DARBELERİN EKONOMİK ETKİSİNİN ANALİZİ, BÖLÜM 7


 DARBELERİN EKONOMİK ETKİSİNİN ANALİZİ, BÖLÜM 7



Görüldüğü üzere 28 Şubat ve sonrasında yaşanan süreç ekonomiyi ve bankacılık sektörünü derinden etkilemiş ve ülkenin milyarlarca dolar zarara uğramasına neden olmuştur. 28 Şubat süreci her ne kadar siyasete müdahale şeklinde algılansa da Türkiye'nin siyasi istikrarında yaşanmış olan bu tahribat, siyasi düzenin bozulmasına ve suni bir iktidar yapısı oluşturulmasına neden olmuştur. Bu durum bankacılık sisteminde çok büyük bir krize neden olmuş ve devlet bütçesinin çok büyük zararlara uğratılmasına zemin hazırlamıştır. Sayın Hasan Celal GÜZEL’in 13.06.2012 tarihinde 12 Eylül Alt Komisyonu’na da ifade ettiği gibi “…ara rejim dönemleri, Türkiye’nin hep ekonomik bakımdan felaket dönemleri olmuştur…”. 
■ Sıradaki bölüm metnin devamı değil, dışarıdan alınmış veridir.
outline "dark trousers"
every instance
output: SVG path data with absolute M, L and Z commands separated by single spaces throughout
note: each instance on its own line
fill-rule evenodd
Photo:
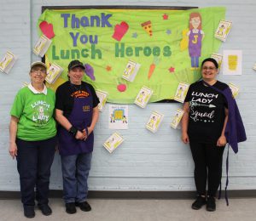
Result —
M 194 178 L 197 194 L 215 196 L 222 177 L 222 157 L 224 147 L 214 144 L 190 142 L 190 150 L 195 162 Z
M 20 173 L 21 201 L 24 207 L 48 204 L 50 167 L 52 165 L 56 138 L 40 141 L 16 139 L 17 168 Z

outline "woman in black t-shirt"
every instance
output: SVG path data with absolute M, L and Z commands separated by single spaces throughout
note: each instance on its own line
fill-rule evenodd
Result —
M 192 208 L 197 210 L 207 204 L 207 211 L 215 211 L 215 196 L 222 177 L 222 158 L 227 143 L 224 131 L 228 108 L 224 96 L 210 86 L 222 91 L 228 85 L 216 80 L 218 65 L 215 60 L 203 60 L 201 70 L 202 81 L 190 85 L 183 105 L 182 140 L 189 143 L 195 162 L 197 198 Z

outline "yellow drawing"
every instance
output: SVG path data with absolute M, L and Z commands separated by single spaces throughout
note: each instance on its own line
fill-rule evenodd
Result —
M 147 33 L 152 36 L 152 24 L 150 20 L 148 20 L 142 24 L 142 27 L 147 31 Z

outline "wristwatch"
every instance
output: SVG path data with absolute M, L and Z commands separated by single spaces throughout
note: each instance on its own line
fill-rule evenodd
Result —
M 70 128 L 70 129 L 68 130 L 68 133 L 71 133 L 72 135 L 73 135 L 74 137 L 76 136 L 77 132 L 78 132 L 78 128 L 73 126 L 72 126 Z

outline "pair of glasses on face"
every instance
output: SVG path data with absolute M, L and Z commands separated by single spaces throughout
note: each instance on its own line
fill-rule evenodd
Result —
M 44 71 L 44 70 L 33 70 L 31 72 L 33 73 L 34 75 L 45 75 L 46 74 L 46 71 Z
M 213 70 L 216 70 L 216 67 L 207 67 L 207 66 L 204 66 L 204 67 L 202 67 L 202 70 L 203 71 L 207 71 L 207 70 L 213 71 Z

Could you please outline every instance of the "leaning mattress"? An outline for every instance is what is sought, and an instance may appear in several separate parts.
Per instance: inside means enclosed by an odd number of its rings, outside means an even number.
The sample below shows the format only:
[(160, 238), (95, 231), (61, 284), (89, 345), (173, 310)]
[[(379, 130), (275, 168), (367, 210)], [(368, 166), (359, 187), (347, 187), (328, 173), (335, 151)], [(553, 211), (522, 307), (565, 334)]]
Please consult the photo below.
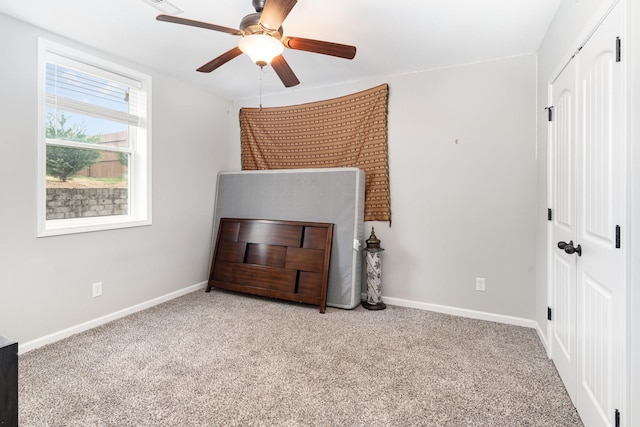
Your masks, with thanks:
[(362, 290), (364, 182), (357, 168), (220, 172), (214, 239), (220, 218), (330, 222), (327, 305), (355, 308)]

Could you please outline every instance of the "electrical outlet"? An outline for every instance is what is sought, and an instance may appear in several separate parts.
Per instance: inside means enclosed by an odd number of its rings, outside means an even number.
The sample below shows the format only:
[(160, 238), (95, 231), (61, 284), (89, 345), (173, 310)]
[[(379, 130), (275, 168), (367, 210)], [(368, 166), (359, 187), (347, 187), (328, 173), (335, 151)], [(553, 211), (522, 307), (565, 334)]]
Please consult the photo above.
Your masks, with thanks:
[(99, 297), (102, 295), (102, 282), (94, 283), (92, 286), (93, 289), (93, 297)]

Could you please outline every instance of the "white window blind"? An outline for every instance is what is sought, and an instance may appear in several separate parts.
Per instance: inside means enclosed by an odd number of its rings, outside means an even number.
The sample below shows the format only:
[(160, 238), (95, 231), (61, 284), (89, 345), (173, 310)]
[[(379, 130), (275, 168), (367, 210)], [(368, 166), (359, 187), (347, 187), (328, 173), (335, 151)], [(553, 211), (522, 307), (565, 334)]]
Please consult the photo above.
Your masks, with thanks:
[(38, 67), (38, 236), (151, 224), (151, 78), (44, 39)]

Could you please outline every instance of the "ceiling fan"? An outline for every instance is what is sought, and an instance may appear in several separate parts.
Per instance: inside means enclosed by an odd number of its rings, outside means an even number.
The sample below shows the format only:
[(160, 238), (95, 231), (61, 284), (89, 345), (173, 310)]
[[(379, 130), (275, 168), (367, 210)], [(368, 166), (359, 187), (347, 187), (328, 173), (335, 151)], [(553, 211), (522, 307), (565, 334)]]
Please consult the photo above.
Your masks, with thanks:
[(282, 83), (286, 87), (291, 87), (299, 84), (300, 81), (282, 56), (285, 47), (345, 59), (353, 59), (356, 55), (355, 46), (283, 36), (282, 22), (296, 3), (297, 0), (252, 0), (256, 13), (251, 13), (242, 18), (240, 29), (194, 21), (173, 15), (158, 15), (156, 19), (158, 21), (242, 36), (238, 46), (207, 62), (197, 71), (210, 73), (244, 52), (260, 67), (271, 64)]

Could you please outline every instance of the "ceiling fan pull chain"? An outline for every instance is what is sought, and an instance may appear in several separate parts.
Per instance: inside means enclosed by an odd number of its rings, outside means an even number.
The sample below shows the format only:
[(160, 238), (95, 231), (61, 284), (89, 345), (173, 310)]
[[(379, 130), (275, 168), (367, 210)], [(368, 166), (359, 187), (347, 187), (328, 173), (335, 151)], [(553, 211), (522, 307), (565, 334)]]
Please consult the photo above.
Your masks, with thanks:
[(260, 66), (260, 111), (262, 111), (262, 67)]

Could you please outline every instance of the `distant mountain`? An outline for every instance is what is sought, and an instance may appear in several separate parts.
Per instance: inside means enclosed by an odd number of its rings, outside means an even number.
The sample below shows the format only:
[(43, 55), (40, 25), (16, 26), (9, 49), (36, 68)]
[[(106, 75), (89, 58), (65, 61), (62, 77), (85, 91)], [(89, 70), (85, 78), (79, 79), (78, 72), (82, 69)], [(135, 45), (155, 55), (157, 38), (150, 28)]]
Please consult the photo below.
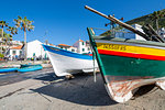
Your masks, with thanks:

Bu süreçte banka hakim ortaklarının ve yönetim kurullarının etkileri de yadsınamaz bir gerçektir. Nitekim Sayın Ahmet ERTÜRK’ün Komisyonumuza bilgi verdiği 17.10.2012 tarihli ifadesinde de belirtildiği üzere 1994-2003 yılları arasında Fon’a devredilen bankaların çoğu battığı zamanki sahipleri tarafından 1990’lı yıllarda edinilmiş bankalardır. Bu bankalar, hakim ortakları ve 
edinildikleri tarihler şu şekildedir (www.raftemizligi.com) : 

-Konut Endüstri ve Tic. Bankası (Kentbank), 10.10.1991 tarihli Bakanlar Kurulu kararı ile kurulan Konut Endüstri ve Ticaret Bankası, 1994 yılında Kentbank A.Ş. unvanını almış olup, bankanın hakim ortağı Süzer Grubu ve dolayısıyla Mustafa Süzer’dir. 
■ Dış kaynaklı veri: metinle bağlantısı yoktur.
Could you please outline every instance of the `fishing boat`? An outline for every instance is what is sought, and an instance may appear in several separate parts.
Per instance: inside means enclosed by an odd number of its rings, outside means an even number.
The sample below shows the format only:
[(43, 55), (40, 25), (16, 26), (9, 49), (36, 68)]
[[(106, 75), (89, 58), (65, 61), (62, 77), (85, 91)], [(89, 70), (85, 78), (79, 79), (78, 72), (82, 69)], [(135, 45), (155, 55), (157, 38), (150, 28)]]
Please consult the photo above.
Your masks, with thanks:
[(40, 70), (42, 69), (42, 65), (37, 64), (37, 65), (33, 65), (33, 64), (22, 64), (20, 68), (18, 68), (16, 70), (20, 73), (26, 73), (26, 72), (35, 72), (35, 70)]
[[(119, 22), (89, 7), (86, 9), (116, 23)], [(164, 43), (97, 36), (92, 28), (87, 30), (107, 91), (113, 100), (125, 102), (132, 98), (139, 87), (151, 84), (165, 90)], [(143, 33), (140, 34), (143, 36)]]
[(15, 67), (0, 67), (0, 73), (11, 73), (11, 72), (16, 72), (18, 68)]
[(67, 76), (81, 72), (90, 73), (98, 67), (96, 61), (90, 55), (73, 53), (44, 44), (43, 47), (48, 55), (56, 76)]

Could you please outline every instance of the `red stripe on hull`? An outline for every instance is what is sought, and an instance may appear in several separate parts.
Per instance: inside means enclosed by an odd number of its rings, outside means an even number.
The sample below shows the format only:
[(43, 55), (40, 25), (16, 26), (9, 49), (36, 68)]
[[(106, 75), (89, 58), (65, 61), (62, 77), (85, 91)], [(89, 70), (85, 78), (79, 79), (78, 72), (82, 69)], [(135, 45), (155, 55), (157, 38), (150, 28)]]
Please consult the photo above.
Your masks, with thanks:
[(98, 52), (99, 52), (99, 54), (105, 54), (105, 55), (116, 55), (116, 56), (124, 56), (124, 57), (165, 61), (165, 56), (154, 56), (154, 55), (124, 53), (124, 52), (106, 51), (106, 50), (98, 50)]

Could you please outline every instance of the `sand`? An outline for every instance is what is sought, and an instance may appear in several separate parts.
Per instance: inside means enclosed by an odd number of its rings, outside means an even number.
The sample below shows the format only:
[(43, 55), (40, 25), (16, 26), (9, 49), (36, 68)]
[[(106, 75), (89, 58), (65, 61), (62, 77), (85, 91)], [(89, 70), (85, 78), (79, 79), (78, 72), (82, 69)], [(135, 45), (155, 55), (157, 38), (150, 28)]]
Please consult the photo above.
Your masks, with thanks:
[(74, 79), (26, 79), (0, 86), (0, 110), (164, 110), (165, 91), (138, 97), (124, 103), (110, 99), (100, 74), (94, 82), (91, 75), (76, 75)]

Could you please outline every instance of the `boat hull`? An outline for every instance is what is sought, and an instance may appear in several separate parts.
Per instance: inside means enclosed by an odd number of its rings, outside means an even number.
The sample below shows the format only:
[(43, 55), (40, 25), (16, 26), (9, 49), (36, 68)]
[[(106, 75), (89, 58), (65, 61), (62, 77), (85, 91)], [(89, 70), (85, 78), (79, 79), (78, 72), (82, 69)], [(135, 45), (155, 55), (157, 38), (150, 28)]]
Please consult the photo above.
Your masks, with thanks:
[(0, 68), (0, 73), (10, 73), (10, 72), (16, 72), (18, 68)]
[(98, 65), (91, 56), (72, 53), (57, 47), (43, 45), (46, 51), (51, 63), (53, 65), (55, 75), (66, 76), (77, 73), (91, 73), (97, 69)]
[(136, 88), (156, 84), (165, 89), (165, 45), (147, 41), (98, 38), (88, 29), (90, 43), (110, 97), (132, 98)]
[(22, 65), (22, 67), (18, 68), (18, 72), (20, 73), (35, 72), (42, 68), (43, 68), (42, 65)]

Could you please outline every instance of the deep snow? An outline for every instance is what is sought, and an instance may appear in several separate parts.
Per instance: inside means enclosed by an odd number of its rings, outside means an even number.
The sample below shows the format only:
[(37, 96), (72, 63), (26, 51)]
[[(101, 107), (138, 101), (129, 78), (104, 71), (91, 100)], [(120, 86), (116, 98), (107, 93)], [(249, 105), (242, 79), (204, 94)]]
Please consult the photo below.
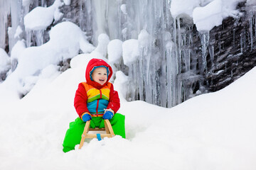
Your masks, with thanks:
[[(193, 17), (198, 30), (198, 26), (210, 29), (225, 16), (238, 14), (233, 8), (238, 1), (188, 0), (180, 4), (174, 0), (171, 12)], [(61, 13), (51, 8), (38, 8), (36, 13), (48, 11), (43, 18), (58, 18)], [(211, 15), (203, 15), (208, 8)], [(28, 23), (37, 15), (31, 16)], [(212, 22), (198, 25), (208, 17)], [(43, 28), (48, 19), (27, 28)], [(106, 60), (107, 50), (110, 64), (118, 62), (121, 55), (128, 65), (137, 58), (138, 40), (110, 40), (102, 34), (98, 45), (92, 47), (83, 35), (78, 26), (63, 22), (51, 29), (50, 40), (41, 46), (26, 47), (24, 41), (18, 41), (10, 60), (1, 50), (0, 64), (7, 63), (4, 69), (15, 60), (18, 64), (0, 84), (0, 169), (256, 169), (256, 68), (223, 90), (172, 108), (127, 102), (127, 77), (117, 72), (114, 88), (121, 98), (119, 113), (126, 116), (127, 139), (87, 140), (82, 149), (64, 154), (65, 131), (78, 117), (75, 92), (85, 81), (88, 61)], [(139, 42), (146, 43), (149, 35), (143, 30), (140, 35)], [(78, 55), (80, 50), (85, 54)], [(69, 57), (71, 68), (60, 74), (57, 63)], [(18, 94), (26, 91), (30, 92), (20, 100)]]

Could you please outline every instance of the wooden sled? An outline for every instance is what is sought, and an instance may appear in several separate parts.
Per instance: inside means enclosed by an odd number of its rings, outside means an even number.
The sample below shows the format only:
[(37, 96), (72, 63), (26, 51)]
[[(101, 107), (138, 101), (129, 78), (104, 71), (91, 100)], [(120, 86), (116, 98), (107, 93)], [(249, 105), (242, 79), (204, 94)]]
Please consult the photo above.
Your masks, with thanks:
[[(84, 131), (82, 134), (81, 142), (79, 145), (79, 149), (81, 149), (86, 138), (97, 138), (99, 140), (101, 138), (107, 137), (112, 137), (114, 136), (113, 129), (108, 119), (104, 120), (105, 128), (95, 128), (95, 129), (89, 128), (90, 120), (88, 120), (85, 123)], [(105, 131), (106, 134), (88, 134), (89, 131)]]

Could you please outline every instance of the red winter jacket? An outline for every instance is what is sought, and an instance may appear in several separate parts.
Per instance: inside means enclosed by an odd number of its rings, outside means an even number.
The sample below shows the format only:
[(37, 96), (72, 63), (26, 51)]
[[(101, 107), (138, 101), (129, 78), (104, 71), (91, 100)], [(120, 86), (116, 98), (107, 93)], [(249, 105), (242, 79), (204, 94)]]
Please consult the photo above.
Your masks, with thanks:
[[(109, 69), (109, 74), (108, 74), (107, 82), (103, 85), (100, 85), (99, 83), (94, 81), (90, 79), (90, 74), (92, 74), (90, 73), (90, 72), (92, 70), (94, 67), (97, 67), (97, 66), (105, 66)], [(100, 59), (92, 59), (89, 62), (85, 71), (86, 83), (94, 86), (97, 89), (100, 89), (107, 84), (107, 82), (111, 78), (111, 76), (112, 75), (112, 73), (113, 72), (111, 67), (104, 60)], [(78, 85), (78, 89), (75, 92), (75, 101), (74, 101), (74, 106), (80, 118), (81, 118), (81, 115), (83, 113), (85, 112), (89, 113), (87, 106), (87, 96), (85, 86), (82, 84), (82, 83), (80, 83)], [(118, 93), (117, 91), (114, 90), (114, 86), (112, 84), (111, 84), (110, 100), (107, 109), (111, 108), (112, 110), (113, 110), (114, 113), (117, 113), (119, 108), (120, 108), (120, 100), (118, 96)]]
-Toprakbank, 10.10.1991 tarihli Bakanlar Kurulu kararı ile kurulan banka, 1992 yılında faaliyetine başlamış olup, hakim ortağı Toprak Grubu ve dolayısıyla Halis Toprak’tır. 
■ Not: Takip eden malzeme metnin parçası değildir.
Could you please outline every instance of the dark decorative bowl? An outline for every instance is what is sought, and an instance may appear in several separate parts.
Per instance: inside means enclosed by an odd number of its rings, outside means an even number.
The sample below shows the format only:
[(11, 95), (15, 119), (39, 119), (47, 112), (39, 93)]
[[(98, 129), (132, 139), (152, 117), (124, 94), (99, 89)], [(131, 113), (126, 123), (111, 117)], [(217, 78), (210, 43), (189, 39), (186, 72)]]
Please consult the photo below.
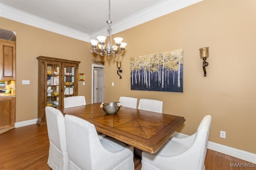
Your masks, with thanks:
[(102, 103), (103, 110), (110, 115), (114, 115), (117, 113), (122, 106), (119, 102), (112, 102), (108, 103)]

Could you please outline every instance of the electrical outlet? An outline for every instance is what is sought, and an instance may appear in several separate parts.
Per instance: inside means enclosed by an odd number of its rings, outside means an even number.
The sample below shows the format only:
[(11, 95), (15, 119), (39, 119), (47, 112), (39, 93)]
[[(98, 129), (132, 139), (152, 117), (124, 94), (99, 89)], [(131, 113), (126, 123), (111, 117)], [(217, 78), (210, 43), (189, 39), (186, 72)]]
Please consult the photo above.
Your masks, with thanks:
[(220, 137), (226, 139), (226, 132), (224, 131), (220, 131)]

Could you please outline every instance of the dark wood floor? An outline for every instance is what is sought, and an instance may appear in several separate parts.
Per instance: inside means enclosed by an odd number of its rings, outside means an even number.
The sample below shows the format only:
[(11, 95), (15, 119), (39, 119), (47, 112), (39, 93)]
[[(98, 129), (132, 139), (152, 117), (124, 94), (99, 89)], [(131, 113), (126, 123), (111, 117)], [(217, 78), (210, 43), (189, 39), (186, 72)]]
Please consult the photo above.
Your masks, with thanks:
[[(46, 126), (32, 125), (10, 130), (0, 135), (0, 170), (50, 170), (47, 164), (48, 149)], [(249, 163), (209, 149), (205, 161), (206, 170), (256, 169), (230, 167), (230, 164)]]

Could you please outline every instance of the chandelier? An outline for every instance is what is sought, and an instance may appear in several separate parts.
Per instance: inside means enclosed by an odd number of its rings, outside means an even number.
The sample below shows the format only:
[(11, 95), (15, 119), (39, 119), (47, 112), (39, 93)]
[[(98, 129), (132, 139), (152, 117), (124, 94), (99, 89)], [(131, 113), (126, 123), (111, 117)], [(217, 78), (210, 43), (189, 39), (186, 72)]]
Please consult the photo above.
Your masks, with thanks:
[[(110, 42), (109, 41), (106, 45), (105, 44), (105, 41), (107, 37), (104, 36), (98, 36), (97, 37), (97, 40), (90, 39), (92, 47), (93, 48), (94, 52), (102, 57), (105, 56), (107, 54), (108, 59), (110, 56), (114, 57), (115, 56), (119, 56), (122, 55), (125, 47), (127, 45), (126, 43), (122, 43), (123, 39), (120, 37), (117, 37), (114, 39), (116, 42), (116, 45), (112, 45), (112, 36), (111, 35), (111, 23), (112, 21), (110, 18), (110, 1), (108, 0), (108, 20), (107, 22), (107, 29), (109, 29)], [(98, 47), (100, 50), (100, 53), (97, 53), (95, 49)], [(120, 54), (117, 54), (120, 50), (122, 50)]]

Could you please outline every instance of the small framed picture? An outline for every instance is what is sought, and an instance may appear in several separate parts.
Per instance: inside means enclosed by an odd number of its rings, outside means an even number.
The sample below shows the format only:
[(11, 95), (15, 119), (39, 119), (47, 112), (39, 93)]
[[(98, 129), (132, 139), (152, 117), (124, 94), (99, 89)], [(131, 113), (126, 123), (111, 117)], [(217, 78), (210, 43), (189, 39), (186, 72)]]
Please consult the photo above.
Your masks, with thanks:
[(84, 74), (82, 73), (79, 73), (79, 81), (84, 81)]

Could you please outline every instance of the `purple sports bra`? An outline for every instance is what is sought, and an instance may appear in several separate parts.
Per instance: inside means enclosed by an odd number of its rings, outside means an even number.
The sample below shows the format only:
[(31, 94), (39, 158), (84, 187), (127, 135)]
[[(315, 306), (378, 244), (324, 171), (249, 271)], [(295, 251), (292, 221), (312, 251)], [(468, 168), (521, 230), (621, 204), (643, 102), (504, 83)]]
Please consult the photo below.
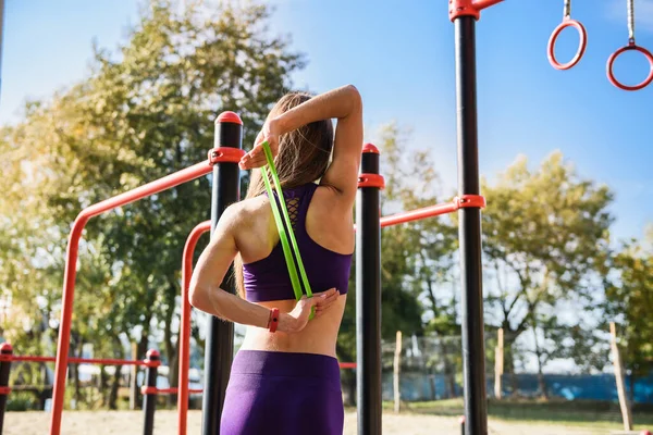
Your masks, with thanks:
[[(326, 249), (306, 232), (306, 212), (317, 188), (315, 183), (284, 188), (283, 196), (312, 293), (335, 287), (344, 295), (349, 285), (352, 254)], [(250, 302), (295, 299), (281, 243), (264, 259), (243, 264), (243, 277)]]

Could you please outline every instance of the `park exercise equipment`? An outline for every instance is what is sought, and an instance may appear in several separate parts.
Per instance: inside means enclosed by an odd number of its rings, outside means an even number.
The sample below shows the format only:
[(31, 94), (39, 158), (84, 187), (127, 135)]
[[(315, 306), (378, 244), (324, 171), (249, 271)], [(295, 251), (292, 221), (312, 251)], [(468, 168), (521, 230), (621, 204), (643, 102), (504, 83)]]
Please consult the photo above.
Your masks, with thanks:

-Bank Ekspres, İbrahim Betil öncülüğünde Doğuş Grubu, Ereğli Demir Çelik Mensupları Vakfı ile 100’ü aşkın küçük ortak tarafından 100 Bin TL sermaye ile kurulmuş, 10.10.1991’de alınan izne istinaden 1992 yılında faaliyetlerine başlamıştır. 1994-1997 yılları arasında Doğuş Grubu hakim ortak olmuş, Banka hisseleri 1997 yılında Korkmaz Yiğit Grubuna geçmiştir. 

-Egebank, İzmir’li esnaf ve ahalinin sermaye ihtiyacını karşılamak amacıyla 1928 yılında kurulan “Esnaf ve Ahali Bankası” 1959 yılında Egebank adını almış, bu banka 1990 yılında ise Bayraktar Grubu tarafından satın alınmıştır. Egebank 1994 krizinden hemen sonra ise 20 Haziran 1994 tarihinde yakın izlemeye alınmış ve 1998 yılında Demirel Grubuna satılmıştır. 

-İnterbank, 1990 yılında İnterbank A.Ş. adını alan banka, 1994 krizinde çok büyük bir kambiyo zararına uğrayarak 20 Haziran 1994 tarihinde yakın izlemeye alınmış, yakın izleme kapsamında iken ise 11 Mart 1996 tarihinde Çukurova Grubu tarafından Nergis Grubuna satılmıştır. 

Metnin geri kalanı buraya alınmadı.